Opinion: What gets lost in the 'Big Picture'
Martha Gellhorn, the great war correspondent, once wrote in the British literary journal Granta:
"In war, I never knew anything beyond what I could see and hear.
"The Big Picture always exists," she said, "and I seem to have spent my life observing how desperately the Big Picture affects the little people who did not devise it and have no control over it."
News organizations will report the Big Picture, of strategies, analysis, and political calculations, as we cover the world's conflicts in Israeland Gaza, Ukraine, Sudan, Yemen and elsewhere. Armchair generals and studio polemicists will propound different points of view. But soldiers who fight those wars, and civilians who try to struggle through them, are trying only to survive.
Wilfred Owen, the great British poet, and Erich Maria Remarque, the German novelist, may have been in opposing trenches during World War I. But when Owen writes in his poem, The Last Laugh-
The Bullets chirped—in vain, vain, vain!
Machine guns chuckled-Tut-tut! Tut-tut!
And when Remarque writes in All Quiet on the Western Front, "Inside the gas mask, my head booms and roars—it is nigh bursting."
-you can hear a common language, regardless of their different uniforms.

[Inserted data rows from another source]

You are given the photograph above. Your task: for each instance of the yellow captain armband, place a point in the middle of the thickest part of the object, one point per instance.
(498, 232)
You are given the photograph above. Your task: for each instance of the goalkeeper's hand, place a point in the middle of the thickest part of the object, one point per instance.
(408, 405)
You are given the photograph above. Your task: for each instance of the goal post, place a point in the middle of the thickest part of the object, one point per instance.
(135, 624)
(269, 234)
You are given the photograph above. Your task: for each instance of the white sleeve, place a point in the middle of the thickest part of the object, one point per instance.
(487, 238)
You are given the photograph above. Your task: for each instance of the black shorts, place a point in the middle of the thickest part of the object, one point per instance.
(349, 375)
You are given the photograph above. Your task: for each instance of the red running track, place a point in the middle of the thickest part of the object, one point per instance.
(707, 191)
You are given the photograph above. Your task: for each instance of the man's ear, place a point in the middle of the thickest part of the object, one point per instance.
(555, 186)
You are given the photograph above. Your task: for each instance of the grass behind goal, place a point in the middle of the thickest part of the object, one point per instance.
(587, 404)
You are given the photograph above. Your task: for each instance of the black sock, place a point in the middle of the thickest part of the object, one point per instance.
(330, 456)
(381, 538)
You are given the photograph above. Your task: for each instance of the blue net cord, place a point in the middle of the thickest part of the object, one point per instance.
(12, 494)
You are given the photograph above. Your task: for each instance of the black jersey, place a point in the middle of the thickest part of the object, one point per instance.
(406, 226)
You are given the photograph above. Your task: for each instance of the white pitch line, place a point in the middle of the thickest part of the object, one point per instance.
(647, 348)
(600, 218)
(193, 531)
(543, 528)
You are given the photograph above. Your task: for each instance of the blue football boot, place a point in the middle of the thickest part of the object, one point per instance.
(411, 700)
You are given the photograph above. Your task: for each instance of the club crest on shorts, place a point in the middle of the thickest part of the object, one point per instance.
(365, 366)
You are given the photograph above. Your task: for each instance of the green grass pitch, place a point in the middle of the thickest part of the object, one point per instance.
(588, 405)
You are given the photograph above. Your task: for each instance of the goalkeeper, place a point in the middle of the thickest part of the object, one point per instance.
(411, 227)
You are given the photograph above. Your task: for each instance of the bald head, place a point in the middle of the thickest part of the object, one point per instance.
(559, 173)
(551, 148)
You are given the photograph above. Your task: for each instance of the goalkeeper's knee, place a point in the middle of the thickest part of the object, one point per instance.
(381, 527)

I've also been reminded of a dispatch by William Walton for LIFE Magazine in November 1944. He described the long, ragged lines of German civilians trudging along battered roads as the Allies bombed Germany into submission.
"Every building was damaged or destroyed," Walton wrote. "Not a window remained. The air was full of tiny cinders that were grit in your eyes and bitter on your tongue.
"None of the politicians and generals and strutting youths were in that procession," he went on. "It was only the very old, the very young and helpless, moving past their ruined homes through the blasted streets...."
We watch from afar as hard decisions are made in the councils of power. But we may need to look closer to see how the commands they give resound in the real lives of people on both sides of the battle lines.